Kramer Levin is sanctioned $135K for deposition conduct
A Delaware judge has ordered Kramer Levin Naftalis & Frankel to pay $135,000 for a deposition in which its lawyer repeatedly instructed a witness not to answer questions.
Chancellor Andre Bouchard set the amount of the sanction in a Sept. 17 order, the New York Law Journal reports. The money will cover attorney fees incurred by its client’s opponent for the deposition and litigation over the sanctions motion.

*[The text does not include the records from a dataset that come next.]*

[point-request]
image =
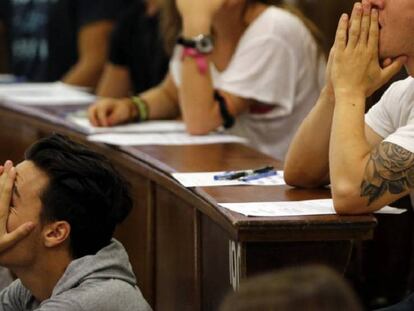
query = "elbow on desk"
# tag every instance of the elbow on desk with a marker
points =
(198, 128)
(348, 201)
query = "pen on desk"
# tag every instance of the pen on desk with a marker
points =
(258, 175)
(231, 175)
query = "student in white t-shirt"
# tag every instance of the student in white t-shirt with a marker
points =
(368, 160)
(248, 66)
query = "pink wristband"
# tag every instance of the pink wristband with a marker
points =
(200, 58)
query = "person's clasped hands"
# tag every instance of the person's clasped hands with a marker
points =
(355, 62)
(9, 239)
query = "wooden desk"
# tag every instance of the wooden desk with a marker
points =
(187, 251)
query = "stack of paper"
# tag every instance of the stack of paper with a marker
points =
(164, 126)
(164, 139)
(293, 208)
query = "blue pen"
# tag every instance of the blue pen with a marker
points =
(231, 175)
(258, 175)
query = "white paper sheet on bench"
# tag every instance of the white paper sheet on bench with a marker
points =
(293, 208)
(164, 139)
(43, 94)
(206, 179)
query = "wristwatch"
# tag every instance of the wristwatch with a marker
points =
(202, 43)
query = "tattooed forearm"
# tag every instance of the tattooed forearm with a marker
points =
(389, 169)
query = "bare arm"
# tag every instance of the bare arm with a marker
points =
(307, 162)
(92, 48)
(200, 111)
(355, 167)
(9, 239)
(115, 82)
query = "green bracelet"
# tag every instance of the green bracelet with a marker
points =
(142, 108)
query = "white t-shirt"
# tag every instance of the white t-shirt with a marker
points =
(276, 63)
(393, 116)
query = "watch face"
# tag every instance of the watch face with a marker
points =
(204, 43)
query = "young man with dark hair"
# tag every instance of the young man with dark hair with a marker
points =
(63, 203)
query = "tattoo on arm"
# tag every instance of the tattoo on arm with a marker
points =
(389, 168)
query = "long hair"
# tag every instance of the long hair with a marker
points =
(171, 23)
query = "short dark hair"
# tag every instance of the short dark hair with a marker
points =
(312, 288)
(84, 189)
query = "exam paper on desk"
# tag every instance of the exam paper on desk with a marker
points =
(120, 139)
(206, 179)
(44, 94)
(162, 126)
(293, 208)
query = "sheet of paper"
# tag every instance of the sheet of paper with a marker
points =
(293, 208)
(164, 139)
(43, 94)
(206, 179)
(162, 126)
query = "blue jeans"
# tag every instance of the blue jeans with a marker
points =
(406, 305)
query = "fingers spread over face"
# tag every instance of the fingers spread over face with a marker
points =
(9, 239)
(355, 29)
(341, 33)
(365, 23)
(373, 31)
(5, 196)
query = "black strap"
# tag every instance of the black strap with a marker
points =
(228, 119)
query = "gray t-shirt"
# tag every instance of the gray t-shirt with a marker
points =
(103, 282)
(393, 116)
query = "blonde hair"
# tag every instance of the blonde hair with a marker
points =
(171, 21)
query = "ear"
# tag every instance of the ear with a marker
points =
(56, 233)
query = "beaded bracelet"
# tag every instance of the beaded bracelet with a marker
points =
(142, 107)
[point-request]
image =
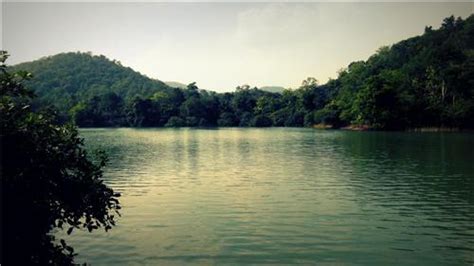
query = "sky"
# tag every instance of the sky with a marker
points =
(220, 45)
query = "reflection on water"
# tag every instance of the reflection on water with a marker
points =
(287, 196)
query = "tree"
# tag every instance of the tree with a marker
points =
(48, 180)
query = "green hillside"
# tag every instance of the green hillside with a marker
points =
(65, 79)
(424, 81)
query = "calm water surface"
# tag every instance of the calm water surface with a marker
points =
(248, 196)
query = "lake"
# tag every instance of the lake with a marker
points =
(285, 195)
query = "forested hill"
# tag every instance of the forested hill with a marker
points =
(424, 81)
(67, 78)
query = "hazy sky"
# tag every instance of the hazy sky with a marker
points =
(220, 45)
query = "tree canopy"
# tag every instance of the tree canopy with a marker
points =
(424, 81)
(48, 179)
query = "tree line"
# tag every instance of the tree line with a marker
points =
(424, 81)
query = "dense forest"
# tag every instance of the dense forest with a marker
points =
(424, 81)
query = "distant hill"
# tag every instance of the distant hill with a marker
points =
(275, 89)
(175, 84)
(64, 79)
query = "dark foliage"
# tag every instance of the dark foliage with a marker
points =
(48, 180)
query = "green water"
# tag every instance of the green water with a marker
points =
(249, 196)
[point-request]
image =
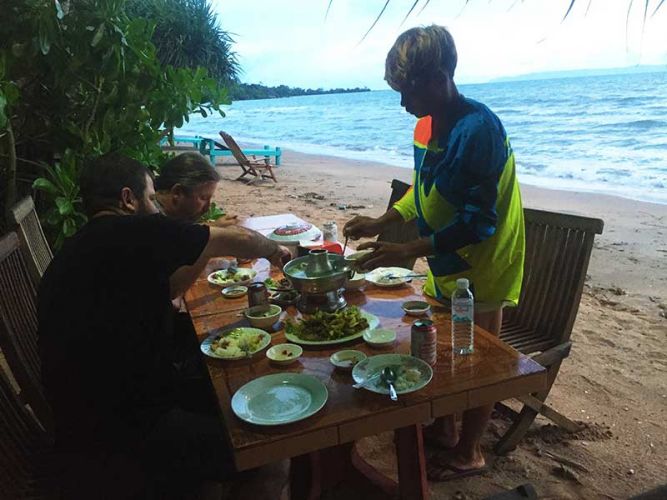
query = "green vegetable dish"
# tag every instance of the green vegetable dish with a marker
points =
(324, 326)
(213, 213)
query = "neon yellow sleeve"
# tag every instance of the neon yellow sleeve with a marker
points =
(406, 205)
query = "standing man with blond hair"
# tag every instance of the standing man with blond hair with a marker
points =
(466, 201)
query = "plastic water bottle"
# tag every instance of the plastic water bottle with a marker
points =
(463, 314)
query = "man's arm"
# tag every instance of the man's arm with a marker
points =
(228, 241)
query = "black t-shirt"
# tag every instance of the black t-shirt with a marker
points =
(105, 326)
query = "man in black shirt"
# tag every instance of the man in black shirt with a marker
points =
(105, 326)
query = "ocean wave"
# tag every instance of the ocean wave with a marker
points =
(601, 134)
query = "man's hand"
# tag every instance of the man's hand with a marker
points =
(225, 220)
(280, 257)
(384, 254)
(361, 226)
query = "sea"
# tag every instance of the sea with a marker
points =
(600, 134)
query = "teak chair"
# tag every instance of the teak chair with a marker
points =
(23, 448)
(18, 327)
(255, 168)
(558, 249)
(34, 246)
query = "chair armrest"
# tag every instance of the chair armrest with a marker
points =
(553, 355)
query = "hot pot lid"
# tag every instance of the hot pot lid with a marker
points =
(295, 232)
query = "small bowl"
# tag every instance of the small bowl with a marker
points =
(416, 307)
(234, 291)
(379, 337)
(354, 257)
(356, 282)
(345, 360)
(284, 354)
(263, 316)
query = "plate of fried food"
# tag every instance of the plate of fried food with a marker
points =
(232, 276)
(328, 328)
(236, 343)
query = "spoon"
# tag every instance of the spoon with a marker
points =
(364, 383)
(389, 377)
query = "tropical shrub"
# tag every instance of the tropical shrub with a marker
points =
(83, 79)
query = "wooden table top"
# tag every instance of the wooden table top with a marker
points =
(492, 373)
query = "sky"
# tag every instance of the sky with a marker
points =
(289, 42)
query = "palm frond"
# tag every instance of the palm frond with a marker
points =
(427, 2)
(409, 12)
(375, 22)
(569, 9)
(588, 7)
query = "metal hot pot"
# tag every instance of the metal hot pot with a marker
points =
(320, 277)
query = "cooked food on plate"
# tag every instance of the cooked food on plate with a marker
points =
(236, 342)
(328, 325)
(230, 276)
(406, 378)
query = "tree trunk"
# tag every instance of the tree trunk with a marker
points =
(10, 175)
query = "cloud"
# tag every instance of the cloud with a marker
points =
(289, 43)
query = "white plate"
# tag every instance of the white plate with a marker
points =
(248, 276)
(369, 369)
(206, 345)
(279, 398)
(376, 276)
(373, 322)
(379, 337)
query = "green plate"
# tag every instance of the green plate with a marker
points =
(280, 398)
(370, 368)
(373, 322)
(234, 334)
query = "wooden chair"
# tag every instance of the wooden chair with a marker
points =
(558, 249)
(23, 442)
(37, 252)
(18, 327)
(400, 232)
(253, 167)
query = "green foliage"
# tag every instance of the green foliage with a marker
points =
(83, 79)
(187, 35)
(244, 91)
(213, 213)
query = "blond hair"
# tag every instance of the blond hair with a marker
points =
(420, 53)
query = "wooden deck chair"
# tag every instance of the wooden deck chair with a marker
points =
(18, 327)
(401, 232)
(36, 250)
(254, 167)
(23, 443)
(558, 249)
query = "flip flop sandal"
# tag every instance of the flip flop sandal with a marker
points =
(432, 439)
(454, 473)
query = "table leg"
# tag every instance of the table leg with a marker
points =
(412, 481)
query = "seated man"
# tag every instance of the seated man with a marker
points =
(185, 187)
(105, 325)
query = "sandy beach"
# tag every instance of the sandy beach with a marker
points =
(615, 380)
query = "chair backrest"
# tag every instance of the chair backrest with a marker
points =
(235, 149)
(21, 439)
(558, 249)
(400, 232)
(18, 327)
(33, 242)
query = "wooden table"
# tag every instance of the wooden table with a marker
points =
(492, 373)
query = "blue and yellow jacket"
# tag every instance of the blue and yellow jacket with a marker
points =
(465, 197)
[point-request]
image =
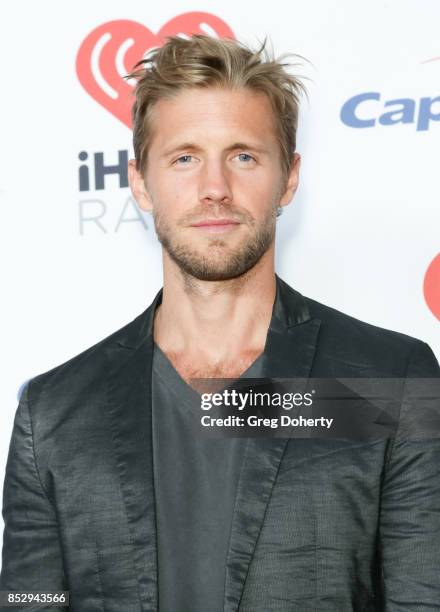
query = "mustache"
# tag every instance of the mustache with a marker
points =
(200, 214)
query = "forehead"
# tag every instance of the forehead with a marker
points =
(213, 115)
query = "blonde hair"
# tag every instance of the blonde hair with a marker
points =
(204, 61)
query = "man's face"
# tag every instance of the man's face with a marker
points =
(214, 180)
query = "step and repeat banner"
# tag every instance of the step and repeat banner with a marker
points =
(79, 258)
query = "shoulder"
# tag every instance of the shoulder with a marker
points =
(85, 368)
(366, 348)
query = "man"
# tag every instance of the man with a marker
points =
(109, 495)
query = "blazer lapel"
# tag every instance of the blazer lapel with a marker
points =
(129, 408)
(289, 351)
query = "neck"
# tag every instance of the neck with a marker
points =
(215, 320)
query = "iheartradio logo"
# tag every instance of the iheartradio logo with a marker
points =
(111, 50)
(431, 286)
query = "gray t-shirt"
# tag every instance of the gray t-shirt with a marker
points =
(195, 480)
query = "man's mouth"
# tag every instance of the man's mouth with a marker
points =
(216, 225)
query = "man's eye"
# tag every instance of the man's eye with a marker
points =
(185, 158)
(245, 155)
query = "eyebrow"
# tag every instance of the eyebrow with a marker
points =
(194, 147)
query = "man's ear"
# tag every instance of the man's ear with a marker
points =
(292, 180)
(138, 188)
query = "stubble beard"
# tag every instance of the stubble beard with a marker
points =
(219, 262)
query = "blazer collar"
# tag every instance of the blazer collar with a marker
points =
(289, 352)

Bouchard had said he would impose a sanction in an Aug. 14 letter opinion that found Kramer Levin lawyer Philip Kaufman instructed the Feb. 6 deposition witness not to answer 75 questions, including many that “were benign and did not implicate any privilege.”
The deposition witness was another Kramer Levin lawyer being deposed because he was alleged to be a central figure in past disputes between the litigants, two co-founders of translation services company TransPerfect.
Bouchard is considering another sanctions motion, this one brought by Kramer Levin’s client, Elizabeth Elting, against her opponent, Philip Shawe, according to the New York Law Journal article. Bouchard said the motion “raises very serious issues of spoliation and discovery abuse.”
Elting claims Shawe acquired privileged communications involving Kramer Levin and deleted 21,000 files from his laptop. Shawe denies all of Elting’s allegations, according to a statement issued to the New York Law Journal by its lawyer, Howard Kaplan of Kaplan Rice.
Kramer Levin didn’t comment on the sanction when contacted by the New York Law Journal. The law firm issued a statement saying it was “extremely pleased” that Bouchard ordered the sale of Transperfect, which was “a very significant victory” for its client.